Leasehold property can be a heavy liability on the unwary!
A lease is a contract that imposes numerous obligations on the parties involved, particularly the tenant, and it is essential that the scope of these is fully understood before signing on the dotted line.
Unfortunately, repairing covenants do not just relate to "dilapidations" that arise during the lease term but also to damage and disrepair that exists at the commencement of the term, even if caused by the previous tenant, and it is essential, therefore, to have a preliminary survey undertaken, to establish both the level of liability at the beginning of the term and the probable liability that will arise during the term.
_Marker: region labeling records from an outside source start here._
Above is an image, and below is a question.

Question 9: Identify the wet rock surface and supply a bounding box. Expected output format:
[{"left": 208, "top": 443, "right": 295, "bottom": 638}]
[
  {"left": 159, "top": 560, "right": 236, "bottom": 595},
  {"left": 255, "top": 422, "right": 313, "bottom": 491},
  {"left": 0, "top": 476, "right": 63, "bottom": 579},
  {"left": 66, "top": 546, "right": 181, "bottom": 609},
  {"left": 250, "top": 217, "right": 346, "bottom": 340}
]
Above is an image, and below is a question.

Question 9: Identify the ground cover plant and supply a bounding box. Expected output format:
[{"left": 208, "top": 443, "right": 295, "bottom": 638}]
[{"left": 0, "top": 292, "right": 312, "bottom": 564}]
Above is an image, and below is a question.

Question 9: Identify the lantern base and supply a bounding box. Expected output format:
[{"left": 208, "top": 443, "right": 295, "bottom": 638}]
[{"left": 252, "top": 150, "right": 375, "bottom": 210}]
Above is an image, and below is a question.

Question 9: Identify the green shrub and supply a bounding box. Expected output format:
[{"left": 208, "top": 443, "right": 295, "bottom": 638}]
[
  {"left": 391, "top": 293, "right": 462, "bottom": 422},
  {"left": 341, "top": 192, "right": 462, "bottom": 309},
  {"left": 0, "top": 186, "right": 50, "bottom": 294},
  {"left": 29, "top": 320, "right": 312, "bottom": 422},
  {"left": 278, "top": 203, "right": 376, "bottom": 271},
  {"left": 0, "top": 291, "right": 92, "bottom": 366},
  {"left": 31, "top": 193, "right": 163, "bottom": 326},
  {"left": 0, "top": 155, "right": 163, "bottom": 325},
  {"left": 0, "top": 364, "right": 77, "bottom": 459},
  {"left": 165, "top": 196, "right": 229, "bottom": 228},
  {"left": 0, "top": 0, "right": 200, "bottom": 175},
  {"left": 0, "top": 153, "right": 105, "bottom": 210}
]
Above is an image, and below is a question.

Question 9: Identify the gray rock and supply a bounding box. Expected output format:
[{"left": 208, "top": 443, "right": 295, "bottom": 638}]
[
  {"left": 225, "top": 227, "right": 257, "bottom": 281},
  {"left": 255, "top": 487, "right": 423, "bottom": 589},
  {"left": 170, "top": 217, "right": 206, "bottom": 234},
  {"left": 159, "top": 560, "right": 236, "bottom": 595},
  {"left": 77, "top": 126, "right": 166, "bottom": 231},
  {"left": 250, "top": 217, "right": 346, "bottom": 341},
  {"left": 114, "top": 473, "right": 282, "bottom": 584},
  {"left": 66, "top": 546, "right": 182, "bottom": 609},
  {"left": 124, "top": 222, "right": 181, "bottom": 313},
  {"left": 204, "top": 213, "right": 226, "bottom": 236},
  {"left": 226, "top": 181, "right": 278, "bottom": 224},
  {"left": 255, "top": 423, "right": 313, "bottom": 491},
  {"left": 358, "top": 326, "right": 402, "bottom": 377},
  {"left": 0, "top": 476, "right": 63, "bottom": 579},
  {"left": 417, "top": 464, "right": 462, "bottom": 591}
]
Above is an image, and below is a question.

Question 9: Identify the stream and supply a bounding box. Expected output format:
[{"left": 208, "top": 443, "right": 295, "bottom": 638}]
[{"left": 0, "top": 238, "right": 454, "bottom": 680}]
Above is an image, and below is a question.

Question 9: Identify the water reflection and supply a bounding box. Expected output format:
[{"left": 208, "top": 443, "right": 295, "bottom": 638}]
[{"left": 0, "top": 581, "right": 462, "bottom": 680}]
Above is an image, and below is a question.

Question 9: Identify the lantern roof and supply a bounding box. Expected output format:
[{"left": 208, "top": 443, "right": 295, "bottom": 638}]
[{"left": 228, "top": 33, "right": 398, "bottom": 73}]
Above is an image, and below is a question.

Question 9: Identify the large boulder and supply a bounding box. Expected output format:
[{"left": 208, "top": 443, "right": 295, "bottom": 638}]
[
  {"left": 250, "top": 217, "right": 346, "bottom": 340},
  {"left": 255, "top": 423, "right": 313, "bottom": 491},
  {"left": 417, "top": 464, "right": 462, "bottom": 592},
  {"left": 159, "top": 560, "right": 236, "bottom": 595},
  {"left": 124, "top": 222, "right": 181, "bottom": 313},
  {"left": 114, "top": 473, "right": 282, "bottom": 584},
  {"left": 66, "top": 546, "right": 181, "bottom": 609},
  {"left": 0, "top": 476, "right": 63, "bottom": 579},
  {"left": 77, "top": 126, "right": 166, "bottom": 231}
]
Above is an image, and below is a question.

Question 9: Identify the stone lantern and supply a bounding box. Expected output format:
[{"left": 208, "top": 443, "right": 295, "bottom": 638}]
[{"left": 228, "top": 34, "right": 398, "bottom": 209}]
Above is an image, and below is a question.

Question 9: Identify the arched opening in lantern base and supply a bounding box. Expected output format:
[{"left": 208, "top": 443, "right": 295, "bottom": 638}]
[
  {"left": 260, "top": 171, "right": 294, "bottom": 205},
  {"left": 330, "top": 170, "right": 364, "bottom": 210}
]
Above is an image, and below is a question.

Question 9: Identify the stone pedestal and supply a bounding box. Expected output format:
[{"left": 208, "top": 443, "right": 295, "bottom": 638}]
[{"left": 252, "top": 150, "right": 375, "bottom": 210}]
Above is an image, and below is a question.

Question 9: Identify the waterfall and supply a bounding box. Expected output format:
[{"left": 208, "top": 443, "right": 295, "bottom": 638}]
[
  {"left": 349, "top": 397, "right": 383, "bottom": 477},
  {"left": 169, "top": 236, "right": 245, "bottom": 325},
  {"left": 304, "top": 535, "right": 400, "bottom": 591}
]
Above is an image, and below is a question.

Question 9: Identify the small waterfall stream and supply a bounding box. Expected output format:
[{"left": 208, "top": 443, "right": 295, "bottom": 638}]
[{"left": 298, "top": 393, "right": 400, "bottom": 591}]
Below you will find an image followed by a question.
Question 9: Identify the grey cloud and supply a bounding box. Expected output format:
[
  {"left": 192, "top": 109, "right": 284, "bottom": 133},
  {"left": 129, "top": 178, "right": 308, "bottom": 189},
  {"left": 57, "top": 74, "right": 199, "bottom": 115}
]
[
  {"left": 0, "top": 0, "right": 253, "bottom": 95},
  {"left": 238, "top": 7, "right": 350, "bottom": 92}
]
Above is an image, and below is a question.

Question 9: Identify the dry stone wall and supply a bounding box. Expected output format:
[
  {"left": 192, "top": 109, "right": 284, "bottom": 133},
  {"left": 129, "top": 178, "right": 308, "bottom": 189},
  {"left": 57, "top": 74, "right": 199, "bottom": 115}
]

With this information in hand the tenant will be better placed to negotiate a fairer deal with the landlord, perhaps by way of a cap on liability (or on the service charge if this is the means by which the landlord recoups his costs), or the agreement to attach a "Schedule of Condition" to the lease, to limit liability to only those dilapidations that arise during the lease term. Alternatively, the landlord may agree to undertake the necessary works of repair, or agree to a rent free period to cover the estimated value of the dilapidations.
In the event that a "Schedule of Dilapidations" has been served we are able to negotiate effectively on behalf of the tenant, to reduce the "settlement claim", following clearly established legal proceedures.
Of course, we are able also to prepare for landlords appropriate schedules for service on tenants and to offer comprehensive advice on tenants' performance in complying with their repairing obligations.